Attaching a minimal example, obtained by simplifying from rovers:p01.pddl.

I added the translator and preprocessor outputs because the failure doesn't
occur reliably if we rerun the translator and preprocessor -- maybe something to
do with nondeterministic choices in the translator.

To confirm the cause of this: if we set
    g_merge_and_shrink_simplify_labels = false;
in globals.cc in current trunk, we can indeed solve rovers:p01.pddl.

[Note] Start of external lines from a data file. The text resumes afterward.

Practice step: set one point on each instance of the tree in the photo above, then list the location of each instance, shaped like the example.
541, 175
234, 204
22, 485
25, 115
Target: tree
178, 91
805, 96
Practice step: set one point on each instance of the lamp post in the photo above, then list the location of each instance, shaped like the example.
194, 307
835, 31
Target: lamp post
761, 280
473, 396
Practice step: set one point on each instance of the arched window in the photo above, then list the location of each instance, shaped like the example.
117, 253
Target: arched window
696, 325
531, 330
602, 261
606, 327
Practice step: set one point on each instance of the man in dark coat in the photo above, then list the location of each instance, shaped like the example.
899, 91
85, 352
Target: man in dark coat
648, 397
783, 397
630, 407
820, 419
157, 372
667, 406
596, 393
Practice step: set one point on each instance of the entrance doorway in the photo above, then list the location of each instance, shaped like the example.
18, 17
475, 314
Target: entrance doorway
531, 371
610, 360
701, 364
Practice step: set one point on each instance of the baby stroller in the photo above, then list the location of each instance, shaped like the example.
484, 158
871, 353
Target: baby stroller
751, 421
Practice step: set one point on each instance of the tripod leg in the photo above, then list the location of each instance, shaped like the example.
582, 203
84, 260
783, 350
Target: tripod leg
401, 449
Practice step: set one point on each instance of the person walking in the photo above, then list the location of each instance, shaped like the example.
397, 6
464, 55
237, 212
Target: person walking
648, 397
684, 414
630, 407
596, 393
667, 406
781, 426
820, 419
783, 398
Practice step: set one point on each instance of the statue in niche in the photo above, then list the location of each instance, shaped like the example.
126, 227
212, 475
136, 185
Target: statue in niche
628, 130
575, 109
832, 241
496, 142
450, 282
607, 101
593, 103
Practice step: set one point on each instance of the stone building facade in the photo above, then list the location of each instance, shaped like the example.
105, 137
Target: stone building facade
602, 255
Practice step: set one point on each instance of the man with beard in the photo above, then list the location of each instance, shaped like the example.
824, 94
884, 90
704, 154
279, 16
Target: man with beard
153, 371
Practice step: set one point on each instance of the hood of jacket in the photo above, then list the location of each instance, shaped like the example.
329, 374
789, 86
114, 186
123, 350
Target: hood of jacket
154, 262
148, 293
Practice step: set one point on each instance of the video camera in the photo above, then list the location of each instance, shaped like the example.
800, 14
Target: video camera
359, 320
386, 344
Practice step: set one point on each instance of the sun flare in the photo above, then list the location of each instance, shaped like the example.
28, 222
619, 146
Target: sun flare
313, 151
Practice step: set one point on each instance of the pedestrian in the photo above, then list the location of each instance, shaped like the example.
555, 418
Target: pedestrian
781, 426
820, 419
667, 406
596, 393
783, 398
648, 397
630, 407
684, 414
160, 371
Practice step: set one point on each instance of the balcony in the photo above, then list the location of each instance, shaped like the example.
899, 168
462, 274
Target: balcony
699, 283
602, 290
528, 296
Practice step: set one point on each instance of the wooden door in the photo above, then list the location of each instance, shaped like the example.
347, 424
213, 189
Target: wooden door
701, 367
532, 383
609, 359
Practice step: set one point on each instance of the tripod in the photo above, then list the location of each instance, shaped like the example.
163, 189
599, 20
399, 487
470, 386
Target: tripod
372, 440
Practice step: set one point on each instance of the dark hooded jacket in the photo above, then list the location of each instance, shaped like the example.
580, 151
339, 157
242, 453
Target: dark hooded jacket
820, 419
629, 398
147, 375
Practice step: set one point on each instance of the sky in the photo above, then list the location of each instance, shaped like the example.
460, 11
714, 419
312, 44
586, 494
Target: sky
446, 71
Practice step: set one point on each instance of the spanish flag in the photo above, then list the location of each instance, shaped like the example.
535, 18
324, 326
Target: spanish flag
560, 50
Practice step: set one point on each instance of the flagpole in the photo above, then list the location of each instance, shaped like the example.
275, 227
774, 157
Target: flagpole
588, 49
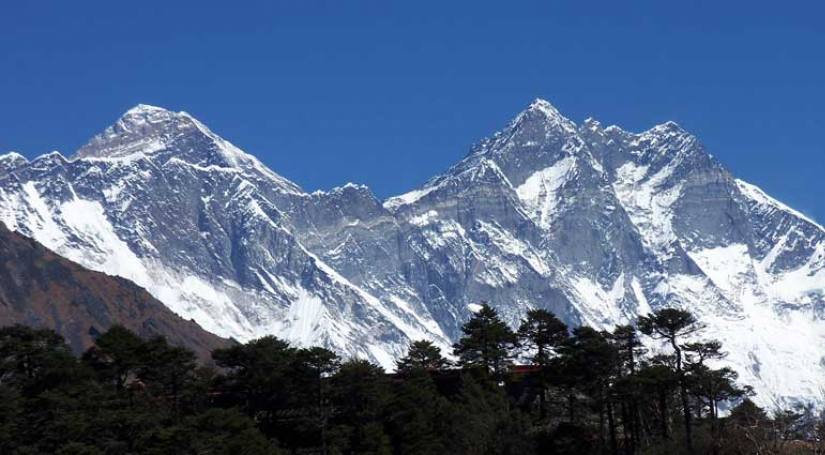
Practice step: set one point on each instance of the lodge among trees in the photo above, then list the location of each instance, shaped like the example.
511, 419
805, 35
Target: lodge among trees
542, 389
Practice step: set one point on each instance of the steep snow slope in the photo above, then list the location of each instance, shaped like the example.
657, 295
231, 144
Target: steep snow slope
596, 224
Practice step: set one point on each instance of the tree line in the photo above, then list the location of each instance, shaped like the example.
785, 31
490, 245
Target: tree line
540, 389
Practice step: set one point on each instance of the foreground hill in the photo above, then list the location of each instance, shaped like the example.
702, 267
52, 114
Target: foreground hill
41, 289
595, 223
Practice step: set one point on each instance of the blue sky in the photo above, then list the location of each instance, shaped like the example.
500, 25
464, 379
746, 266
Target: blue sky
391, 93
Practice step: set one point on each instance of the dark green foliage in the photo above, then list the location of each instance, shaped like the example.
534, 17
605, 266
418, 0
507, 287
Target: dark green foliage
541, 333
422, 355
585, 392
488, 343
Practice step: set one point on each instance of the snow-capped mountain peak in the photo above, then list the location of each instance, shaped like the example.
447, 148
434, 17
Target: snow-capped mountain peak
599, 225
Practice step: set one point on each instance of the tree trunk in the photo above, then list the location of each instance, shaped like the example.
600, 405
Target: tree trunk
683, 395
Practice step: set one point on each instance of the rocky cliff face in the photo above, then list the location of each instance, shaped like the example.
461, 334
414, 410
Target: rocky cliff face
594, 223
42, 289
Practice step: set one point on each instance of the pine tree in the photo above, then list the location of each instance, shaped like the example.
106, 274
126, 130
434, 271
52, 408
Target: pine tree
671, 325
487, 343
422, 355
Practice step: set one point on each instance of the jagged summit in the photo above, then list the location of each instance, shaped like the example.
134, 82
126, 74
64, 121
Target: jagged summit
596, 224
164, 136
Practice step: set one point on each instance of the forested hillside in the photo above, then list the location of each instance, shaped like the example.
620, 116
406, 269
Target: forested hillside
541, 389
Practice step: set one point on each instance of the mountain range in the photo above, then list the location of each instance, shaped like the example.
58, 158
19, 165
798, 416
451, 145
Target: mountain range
592, 222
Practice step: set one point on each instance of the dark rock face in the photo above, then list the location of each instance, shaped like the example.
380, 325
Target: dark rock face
596, 224
42, 289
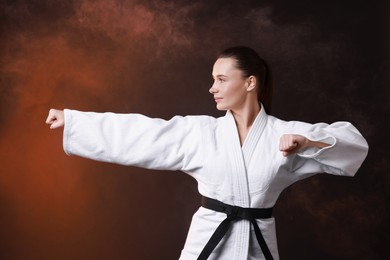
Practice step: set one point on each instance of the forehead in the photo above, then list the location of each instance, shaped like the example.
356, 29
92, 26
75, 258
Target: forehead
225, 66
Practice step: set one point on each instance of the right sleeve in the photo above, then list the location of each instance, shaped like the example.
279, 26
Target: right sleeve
133, 139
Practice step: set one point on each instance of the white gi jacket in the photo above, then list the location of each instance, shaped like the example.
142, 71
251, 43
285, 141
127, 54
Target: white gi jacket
208, 149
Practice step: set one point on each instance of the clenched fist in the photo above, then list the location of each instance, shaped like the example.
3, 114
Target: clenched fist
55, 118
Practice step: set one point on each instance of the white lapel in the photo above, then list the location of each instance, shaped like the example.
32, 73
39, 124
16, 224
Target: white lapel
239, 176
253, 136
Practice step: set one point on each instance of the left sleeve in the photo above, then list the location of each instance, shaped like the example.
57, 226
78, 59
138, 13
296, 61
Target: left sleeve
344, 156
133, 139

The bug -- at least for rovers-01 -- was apparently introduced with r3028 of the
everything branch, which made label simplification unconditional. Previously, it
was not used for atomic abstractions.

This is a bit disconcerting. Something wrong with the theory?

I get unexpected failures with merge-and-shrink with the following inputs:

   failure [oa10000] rovers:p01.pddl
   failure [oa10000] rovers:p02.pddl
   failure [oa10000] rovers:p04.pddl
   failure [oa10000] trucks-strips:p01.pddl
   failure [oa10000] zenotravel:pfile1
   failure [oa10000] zenotravel:pfile2

In all cases, we get a spurious "abstraction is unsolvable" message.

The bug apparently already occurred before the recent translator change.